Ahoy, Brethren, and welcome to another Friday Booty. And this time, we're actually talking booty.
My First Mate, who seems to have a nose for this sort of thing, sent me a Reuters article via Yahoo! about a very unusual voyage from Deptford port in England to Adelaide, New South Wales. The ship was transporting criminals from England to Australia in 1838, and apparently things got out of hand.
Aboard Planter was James Bell, a gentleman the article calls a "junior officer". From what I can tell in what little research material I could find, he was probably what passed for a midshipman - known as a "ship's boy" aboard merchant vessels - and may have been somewhere between 15 and 18 years old.
Bell kept a diary of his experiences over the course of the voyage. This diary was thought lost to history (it had evidently been mentioned in the letters of the friend for whose edification he was keeping it) but was found last year purely by accident in what the article calls "a market stall".
Evidently there was little or no discipline aboard Planter. The mixed-gender prisoners seem to have had the freedom of the ship and a lot of alcohol was involved in the shenanigans. From the article:
Alcohol-fueled acts of "great violence"involving officers, mates and even the ship's doctor are recounted.
Dr. McGowan, it seems, brought his own form of vice to temp the crew and "passengers" of Planter: his 11 daughters. Quoting from the diary, the article continues:
"...our captain of course could not want a mistress till he returned to his own in England, but made love to two of McGowan's daughters... The Capt was allowed to keep the daughters company at all hours, and during the whole time of our being in warm weather our bed on deck sufficed for all three."
Bell goes on to say that his Captain's lieutenants took up with a group of "...natives of some obscene alley, in some obscene street." Ah yes, the whores being transported were nothing but an invitation to vice on such a ship, and the mates took full advantage.

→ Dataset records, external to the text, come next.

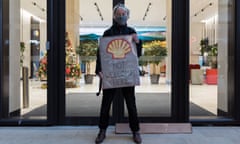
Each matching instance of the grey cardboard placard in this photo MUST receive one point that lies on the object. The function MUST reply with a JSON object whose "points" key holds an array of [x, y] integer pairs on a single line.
{"points": [[119, 62]]}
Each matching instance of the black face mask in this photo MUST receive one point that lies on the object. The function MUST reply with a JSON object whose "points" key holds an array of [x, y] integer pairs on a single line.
{"points": [[121, 20]]}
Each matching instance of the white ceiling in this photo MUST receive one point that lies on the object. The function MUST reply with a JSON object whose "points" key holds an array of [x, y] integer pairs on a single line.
{"points": [[155, 15]]}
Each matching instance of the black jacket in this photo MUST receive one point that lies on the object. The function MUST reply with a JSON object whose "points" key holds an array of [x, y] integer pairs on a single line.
{"points": [[115, 30]]}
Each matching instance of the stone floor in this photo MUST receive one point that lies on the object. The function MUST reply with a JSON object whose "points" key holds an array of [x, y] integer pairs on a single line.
{"points": [[86, 135]]}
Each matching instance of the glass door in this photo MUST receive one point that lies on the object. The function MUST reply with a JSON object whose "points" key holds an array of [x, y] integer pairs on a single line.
{"points": [[85, 23], [24, 61]]}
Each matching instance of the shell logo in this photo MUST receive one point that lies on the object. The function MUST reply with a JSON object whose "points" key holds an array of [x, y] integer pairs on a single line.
{"points": [[118, 48]]}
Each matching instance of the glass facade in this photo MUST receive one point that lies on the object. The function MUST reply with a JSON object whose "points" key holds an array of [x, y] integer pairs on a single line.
{"points": [[211, 62]]}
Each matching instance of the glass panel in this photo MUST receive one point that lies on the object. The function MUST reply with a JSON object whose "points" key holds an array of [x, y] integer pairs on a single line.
{"points": [[209, 50], [152, 21], [85, 22], [27, 85]]}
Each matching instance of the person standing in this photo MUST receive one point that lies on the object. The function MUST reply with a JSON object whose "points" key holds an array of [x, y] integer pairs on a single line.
{"points": [[119, 27]]}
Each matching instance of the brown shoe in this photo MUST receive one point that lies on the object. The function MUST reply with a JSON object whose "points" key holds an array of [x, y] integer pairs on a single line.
{"points": [[101, 136], [137, 138]]}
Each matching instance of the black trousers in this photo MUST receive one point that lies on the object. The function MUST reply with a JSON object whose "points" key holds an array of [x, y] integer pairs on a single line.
{"points": [[129, 96]]}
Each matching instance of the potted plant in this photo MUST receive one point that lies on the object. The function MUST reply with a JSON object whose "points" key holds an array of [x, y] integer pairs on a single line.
{"points": [[155, 52], [212, 54], [209, 53], [142, 62], [87, 51]]}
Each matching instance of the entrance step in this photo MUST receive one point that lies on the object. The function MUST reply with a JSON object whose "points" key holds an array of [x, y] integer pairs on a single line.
{"points": [[156, 128]]}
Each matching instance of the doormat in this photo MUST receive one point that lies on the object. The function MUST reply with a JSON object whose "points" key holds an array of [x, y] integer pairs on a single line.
{"points": [[156, 128]]}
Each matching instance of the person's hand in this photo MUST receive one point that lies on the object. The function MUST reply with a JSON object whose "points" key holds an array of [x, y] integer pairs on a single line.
{"points": [[100, 74], [135, 38]]}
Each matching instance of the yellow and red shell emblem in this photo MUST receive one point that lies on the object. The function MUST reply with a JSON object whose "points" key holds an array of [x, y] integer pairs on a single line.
{"points": [[118, 48]]}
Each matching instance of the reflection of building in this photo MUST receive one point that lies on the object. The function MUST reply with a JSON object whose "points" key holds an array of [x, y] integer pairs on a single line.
{"points": [[221, 101]]}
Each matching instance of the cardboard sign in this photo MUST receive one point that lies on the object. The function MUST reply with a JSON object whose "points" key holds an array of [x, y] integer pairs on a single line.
{"points": [[119, 62]]}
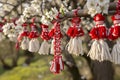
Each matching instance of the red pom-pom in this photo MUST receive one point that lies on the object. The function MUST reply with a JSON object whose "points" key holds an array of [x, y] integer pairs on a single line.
{"points": [[78, 32], [102, 32], [51, 33], [116, 31], [110, 35], [93, 33], [70, 32], [33, 34], [99, 17]]}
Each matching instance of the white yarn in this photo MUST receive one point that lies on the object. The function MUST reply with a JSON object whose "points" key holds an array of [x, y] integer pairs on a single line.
{"points": [[1, 37], [99, 51], [116, 52], [94, 52], [105, 53], [25, 43], [44, 49], [61, 63], [52, 47], [34, 45], [74, 46], [69, 46]]}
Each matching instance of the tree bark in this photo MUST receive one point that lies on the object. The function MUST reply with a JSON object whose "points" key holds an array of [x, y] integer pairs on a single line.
{"points": [[102, 70]]}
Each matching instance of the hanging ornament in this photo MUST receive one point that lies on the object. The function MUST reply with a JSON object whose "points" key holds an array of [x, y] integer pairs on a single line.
{"points": [[1, 34], [44, 49], [34, 43], [114, 34], [57, 63], [75, 32], [23, 38], [99, 49]]}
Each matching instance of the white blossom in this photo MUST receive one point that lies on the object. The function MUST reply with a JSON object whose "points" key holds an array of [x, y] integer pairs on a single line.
{"points": [[97, 6], [102, 2]]}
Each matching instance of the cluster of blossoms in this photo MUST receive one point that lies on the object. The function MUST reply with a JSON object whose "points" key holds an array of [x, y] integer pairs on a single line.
{"points": [[97, 6], [11, 31]]}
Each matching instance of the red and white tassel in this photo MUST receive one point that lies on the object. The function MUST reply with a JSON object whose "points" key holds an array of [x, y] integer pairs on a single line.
{"points": [[57, 63], [45, 46], [25, 43], [115, 33], [23, 38], [75, 32], [34, 43], [99, 49]]}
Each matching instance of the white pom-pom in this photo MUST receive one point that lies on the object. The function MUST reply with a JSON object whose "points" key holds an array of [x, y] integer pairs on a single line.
{"points": [[69, 46], [94, 52], [44, 49], [52, 47], [105, 53], [116, 52], [99, 51], [25, 43], [34, 45], [75, 46]]}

Finally, the article notes that Bell was writing all this down for a "female friend in England." The writer seems surprised at this, but the date of the diary is telling in my opinion. The rigid morals of the Victorian era had not yet cracked people on both sides of the Pond over the head yet. Even "nice" women could openly understand that people had sex and got drunk, for another few years anyway.

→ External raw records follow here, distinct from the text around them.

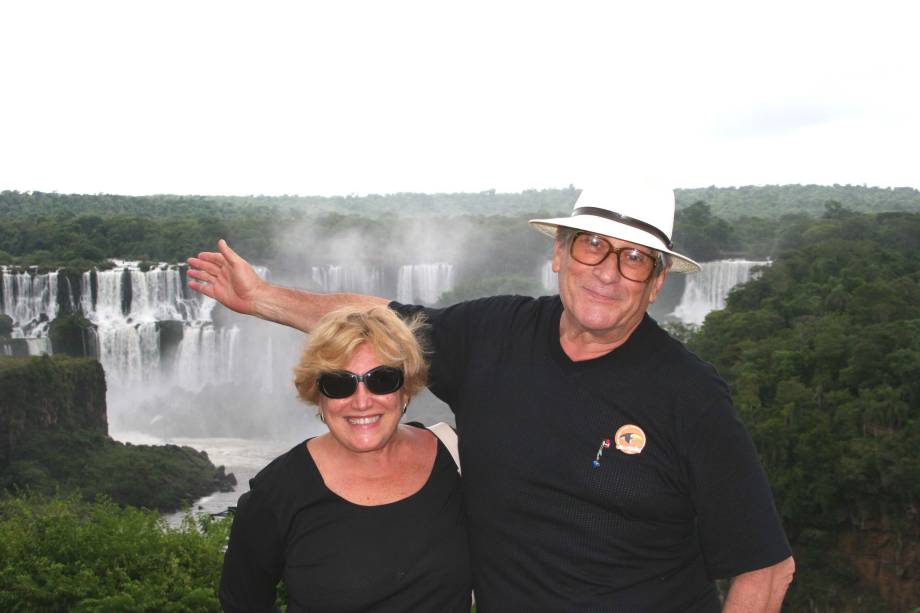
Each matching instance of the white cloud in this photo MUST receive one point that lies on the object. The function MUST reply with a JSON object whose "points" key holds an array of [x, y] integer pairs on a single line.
{"points": [[358, 97]]}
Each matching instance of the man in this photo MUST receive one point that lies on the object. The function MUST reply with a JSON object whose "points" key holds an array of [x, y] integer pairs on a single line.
{"points": [[604, 468]]}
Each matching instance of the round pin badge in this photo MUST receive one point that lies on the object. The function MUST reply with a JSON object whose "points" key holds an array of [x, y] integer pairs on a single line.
{"points": [[630, 439]]}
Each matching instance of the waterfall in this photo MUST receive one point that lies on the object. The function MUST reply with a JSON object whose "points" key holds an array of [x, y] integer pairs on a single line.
{"points": [[706, 290], [30, 299], [424, 283], [128, 308]]}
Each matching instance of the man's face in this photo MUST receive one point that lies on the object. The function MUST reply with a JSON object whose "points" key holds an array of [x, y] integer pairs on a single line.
{"points": [[598, 299]]}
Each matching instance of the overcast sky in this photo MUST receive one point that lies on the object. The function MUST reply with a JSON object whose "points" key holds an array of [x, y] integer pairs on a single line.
{"points": [[338, 97]]}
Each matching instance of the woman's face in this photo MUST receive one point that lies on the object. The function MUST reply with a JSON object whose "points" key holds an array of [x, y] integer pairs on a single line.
{"points": [[363, 421]]}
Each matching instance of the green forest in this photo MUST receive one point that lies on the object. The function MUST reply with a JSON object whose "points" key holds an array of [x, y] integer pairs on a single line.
{"points": [[79, 231], [822, 353]]}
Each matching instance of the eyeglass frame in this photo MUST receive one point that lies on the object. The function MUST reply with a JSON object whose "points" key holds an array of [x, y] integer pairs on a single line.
{"points": [[357, 379], [658, 260]]}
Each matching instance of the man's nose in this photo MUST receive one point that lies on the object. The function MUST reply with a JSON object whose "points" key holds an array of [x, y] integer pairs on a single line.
{"points": [[608, 271]]}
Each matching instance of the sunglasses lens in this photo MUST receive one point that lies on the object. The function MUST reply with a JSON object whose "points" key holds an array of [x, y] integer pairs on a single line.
{"points": [[383, 380], [337, 385]]}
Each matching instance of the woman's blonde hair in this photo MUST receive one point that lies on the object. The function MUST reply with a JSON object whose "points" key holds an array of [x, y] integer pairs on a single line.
{"points": [[339, 333]]}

Bell seems to wrap the story up quite nicely with this little bit of insight:
"With all this whoring and drunkenness, it is amazing this ship ever arrived in Australia."
The article indicates that the diary will go up for auction at Bonhams in London on March 23rd. For somewhere between three and six thousand dollars or two to four thousand pounds, you too could own a little slice of (very debauched) nautical history.
And they say pirates were drunk and lewd.